I need to copy date from one source (in parallel) to another with batches.
I did this:
Flux.generate((SynchronousSink<String> sink) -> {
try {
String val = dataSource.getNextItem();
if (val == null) {
sink.complete();
return;
}
sink.next(val);
} catch (InterruptedException e) {
sink.error(e);
}
})
.parallel(4)
.runOn(Schedulers.parallel())
.doOnNext(dataTarget::write)
.sequential()
.blockLast();
class dataSource{
public Item getNextItem(){
//...
}
}
class dataTarget{
public void write(List<Item> items){
//...
}
}
It receives data in parallel, but writes one at a time.

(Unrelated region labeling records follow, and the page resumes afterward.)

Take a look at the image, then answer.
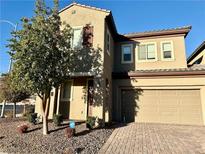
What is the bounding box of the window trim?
[60,79,74,101]
[136,42,158,62]
[160,40,175,61]
[121,43,134,64]
[71,26,83,49]
[106,28,111,56]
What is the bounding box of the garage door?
[121,89,203,125]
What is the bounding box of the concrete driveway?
[99,123,205,154]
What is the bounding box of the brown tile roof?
[122,26,191,38]
[187,41,205,63]
[59,2,111,13]
[190,64,205,70]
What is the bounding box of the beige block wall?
[188,49,205,65]
[114,35,187,71]
[113,76,205,125]
[35,88,55,119]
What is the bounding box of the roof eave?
[124,26,191,38]
[112,70,205,79]
[187,41,205,63]
[59,2,111,13]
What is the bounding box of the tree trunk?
[43,113,48,135]
[1,100,6,118]
[13,103,16,118]
[42,93,50,135]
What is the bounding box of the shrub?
[23,105,35,116]
[4,110,13,118]
[86,117,96,129]
[17,125,28,134]
[28,113,37,125]
[53,114,63,126]
[65,127,75,138]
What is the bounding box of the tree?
[0,74,30,118]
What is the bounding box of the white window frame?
[60,79,74,101]
[136,42,158,62]
[160,40,175,61]
[106,28,111,56]
[121,43,134,64]
[71,26,83,49]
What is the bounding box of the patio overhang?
[69,72,96,77]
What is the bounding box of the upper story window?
[106,29,111,55]
[138,43,157,61]
[61,80,73,101]
[161,41,174,60]
[71,27,83,48]
[121,44,133,63]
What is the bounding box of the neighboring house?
[187,41,205,66]
[36,3,205,125]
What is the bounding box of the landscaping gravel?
[0,118,113,154]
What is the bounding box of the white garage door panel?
[122,89,203,125]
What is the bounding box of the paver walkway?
[99,123,205,154]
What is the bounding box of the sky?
[0,0,205,74]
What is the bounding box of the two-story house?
[36,3,205,125]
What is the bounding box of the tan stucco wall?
[60,5,108,49]
[103,23,114,122]
[188,49,205,65]
[113,76,205,125]
[60,5,109,118]
[114,35,187,71]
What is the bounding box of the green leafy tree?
[0,74,30,118]
[9,0,73,135]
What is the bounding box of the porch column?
[56,86,61,114]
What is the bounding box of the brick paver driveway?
[99,123,205,154]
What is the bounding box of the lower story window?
[122,44,133,63]
[61,80,73,101]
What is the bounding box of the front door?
[87,80,94,117]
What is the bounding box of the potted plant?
[53,114,63,126]
[17,124,28,134]
[86,117,96,129]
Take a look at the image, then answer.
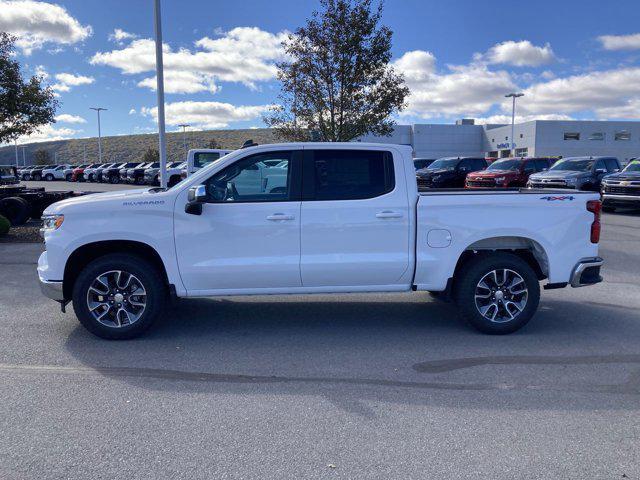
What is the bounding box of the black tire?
[0,197,29,226]
[72,253,167,340]
[454,252,540,335]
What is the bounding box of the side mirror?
[184,185,207,215]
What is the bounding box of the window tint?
[204,151,292,203]
[604,158,620,173]
[193,152,220,168]
[613,130,631,142]
[524,160,538,173]
[304,150,395,200]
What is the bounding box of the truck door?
[174,150,302,295]
[300,147,410,287]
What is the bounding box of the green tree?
[0,32,58,144]
[264,0,409,142]
[142,147,160,163]
[33,148,51,165]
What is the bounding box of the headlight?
[40,215,64,236]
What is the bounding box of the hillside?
[0,128,278,165]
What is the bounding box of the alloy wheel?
[475,268,529,323]
[87,270,147,328]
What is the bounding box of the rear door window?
[604,158,620,173]
[303,149,395,200]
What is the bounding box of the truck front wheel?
[73,254,167,340]
[454,252,540,335]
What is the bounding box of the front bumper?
[571,257,604,288]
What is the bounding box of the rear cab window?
[302,149,395,201]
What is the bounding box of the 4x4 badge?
[540,195,575,202]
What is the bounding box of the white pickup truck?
[38,143,602,339]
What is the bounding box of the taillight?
[587,200,602,243]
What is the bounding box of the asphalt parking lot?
[0,198,640,479]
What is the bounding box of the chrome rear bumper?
[571,257,604,288]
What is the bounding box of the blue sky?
[0,0,640,141]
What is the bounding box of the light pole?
[89,107,106,163]
[16,145,27,167]
[178,123,191,160]
[505,92,524,157]
[153,0,167,188]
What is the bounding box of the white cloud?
[51,73,95,92]
[138,70,218,93]
[18,125,82,144]
[140,101,269,128]
[109,28,138,44]
[394,51,515,118]
[0,0,92,55]
[475,113,573,125]
[56,113,87,123]
[598,33,640,50]
[90,27,287,93]
[518,67,640,118]
[477,40,556,67]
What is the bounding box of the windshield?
[623,160,640,172]
[549,159,595,172]
[487,158,522,171]
[427,158,460,170]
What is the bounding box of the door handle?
[376,210,402,218]
[267,213,296,222]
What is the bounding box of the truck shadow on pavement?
[58,294,640,417]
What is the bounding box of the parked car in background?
[144,162,184,186]
[63,165,86,182]
[71,163,100,182]
[118,162,144,183]
[465,157,553,188]
[98,162,140,184]
[127,162,160,185]
[527,157,621,192]
[41,163,71,182]
[94,163,121,182]
[84,163,109,182]
[19,165,37,180]
[600,160,640,212]
[0,165,20,185]
[416,157,488,189]
[413,158,436,171]
[187,148,233,176]
[29,165,58,182]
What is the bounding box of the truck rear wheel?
[454,252,540,335]
[73,254,167,340]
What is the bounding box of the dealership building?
[359,119,640,163]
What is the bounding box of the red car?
[465,157,554,188]
[71,163,100,182]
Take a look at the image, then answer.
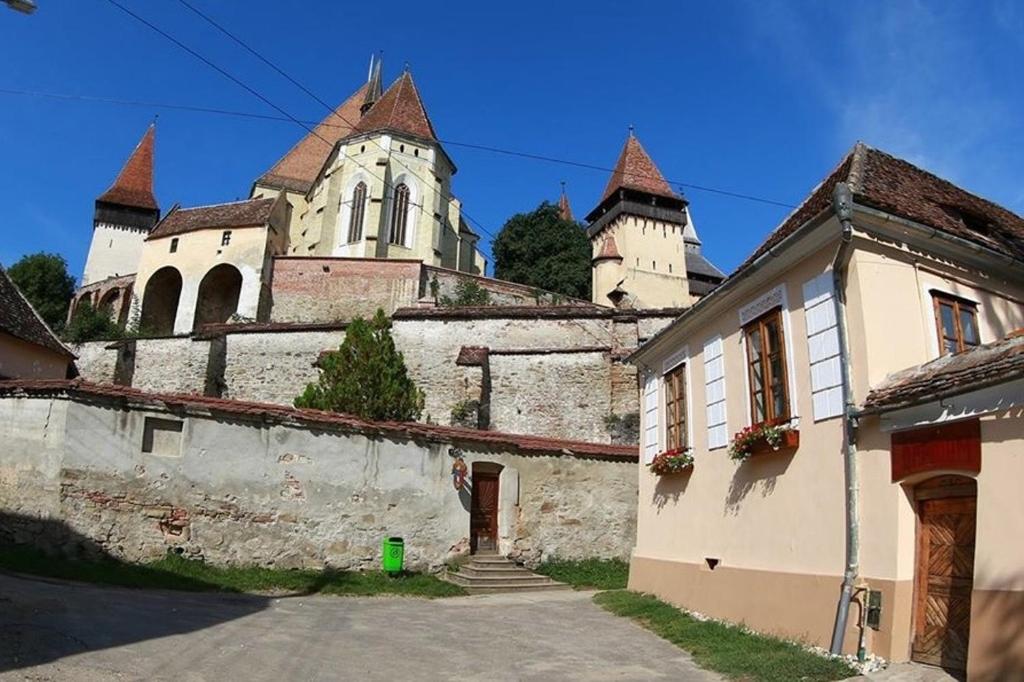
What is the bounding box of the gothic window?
[348,182,367,243]
[388,182,409,246]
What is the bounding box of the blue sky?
[0,0,1024,276]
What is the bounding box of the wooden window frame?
[348,180,367,244]
[664,363,689,450]
[931,290,981,355]
[742,307,793,425]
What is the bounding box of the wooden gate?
[469,470,498,554]
[911,476,977,670]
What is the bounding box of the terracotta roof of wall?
[736,142,1024,271]
[392,305,686,319]
[146,199,276,240]
[601,132,679,202]
[864,329,1024,412]
[256,84,370,194]
[0,380,639,462]
[354,71,437,141]
[0,265,75,357]
[96,125,160,210]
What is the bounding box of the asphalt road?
[0,574,718,682]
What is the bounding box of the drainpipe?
[830,182,860,654]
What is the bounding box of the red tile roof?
[96,125,160,209]
[864,330,1024,412]
[0,380,638,462]
[355,71,437,141]
[256,84,369,194]
[736,142,1024,271]
[0,266,75,357]
[601,133,679,202]
[146,199,276,240]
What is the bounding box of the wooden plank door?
[469,471,498,554]
[911,497,977,670]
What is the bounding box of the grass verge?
[537,559,630,590]
[0,548,465,598]
[594,590,857,682]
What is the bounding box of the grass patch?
[0,548,465,598]
[594,590,857,682]
[537,559,630,590]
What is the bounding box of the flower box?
[729,422,800,462]
[647,447,693,476]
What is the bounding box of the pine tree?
[295,309,423,421]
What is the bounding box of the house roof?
[736,142,1024,271]
[256,83,370,194]
[601,132,679,202]
[146,199,276,240]
[864,329,1024,412]
[0,380,638,462]
[96,124,160,210]
[0,265,75,357]
[354,71,437,141]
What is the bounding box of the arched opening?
[910,475,978,670]
[139,265,181,336]
[469,462,503,554]
[193,263,242,329]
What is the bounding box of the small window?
[743,308,790,424]
[665,364,687,450]
[932,292,981,355]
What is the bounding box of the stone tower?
[82,125,160,286]
[587,130,724,308]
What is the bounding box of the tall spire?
[359,52,384,115]
[558,181,572,222]
[601,131,679,202]
[96,123,160,210]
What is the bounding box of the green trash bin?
[381,538,406,576]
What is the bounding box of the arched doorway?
[911,475,978,670]
[469,462,503,554]
[139,265,181,336]
[193,263,242,329]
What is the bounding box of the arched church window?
[388,182,409,245]
[348,182,367,242]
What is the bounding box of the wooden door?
[469,471,498,554]
[911,485,977,670]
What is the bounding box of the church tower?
[587,130,724,308]
[82,125,160,286]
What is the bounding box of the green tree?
[437,280,490,308]
[7,252,75,330]
[295,309,423,421]
[493,202,591,299]
[60,301,125,343]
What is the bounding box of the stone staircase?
[444,554,571,594]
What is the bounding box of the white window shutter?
[703,336,729,450]
[804,270,843,421]
[643,373,658,464]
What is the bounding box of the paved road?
[0,574,718,682]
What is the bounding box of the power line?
[0,83,796,209]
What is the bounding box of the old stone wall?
[222,329,345,404]
[0,393,637,569]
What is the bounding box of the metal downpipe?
[829,182,860,654]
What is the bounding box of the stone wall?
[0,385,637,569]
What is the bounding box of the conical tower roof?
[601,131,679,202]
[96,124,160,210]
[355,71,437,141]
[256,83,371,193]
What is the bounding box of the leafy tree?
[295,309,423,421]
[493,202,591,299]
[7,252,75,330]
[437,280,490,308]
[60,301,125,343]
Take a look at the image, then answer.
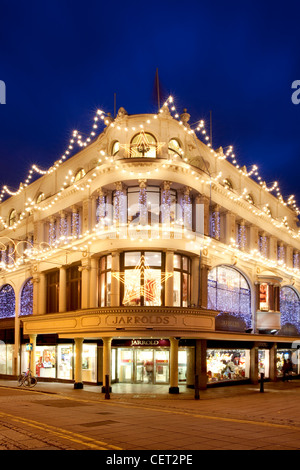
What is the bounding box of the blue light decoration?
[20,278,33,315]
[280,286,300,332]
[0,284,16,318]
[208,266,252,328]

I need to collect them in batches (like by 10 items) and then write the batch.
How can I do that?
UPDATE:
The main idea that the source is the messaging system (i.e. rabbitmq or nats) that's suitable to efficiently send messages one by one, but the target is the database which is more efficient on inserting a batch.
So the final result should be like — I receive messages in parallel until buffer is not filled up, then I write all the buffer into database by one shot.
It's easy to do in regular java, but in case of streams — I don't get how to do it. How to buffer the data and how to pause the reader till the writer is not ready to get next part.
All you need is Flux#buffer(int maxSize)
operator:
Flux.generate((SynchronousSink<String> sink) -> {
try {
String val = dataSource.getNextItem();
if (val == null) {
sink.complete();
return;
}
sink.next(val);
} catch (InterruptedException e) {
sink.error(e);
}
})
.buffer(10) //Flux<List<String>>
.flatMap(dataTarget::write)
.blockLast();
class DataTarget{
public Mono<Void> write(List<String> items){
return reactiveDbClient.insert(items);
}
}
Here, buffer
collects items into multiple List
's of 10 items(batches). You do not need to use parallel scheduler. The flatmap
will run these operations asynchronously. See Understanding Reactive’s .flatMap() Operator.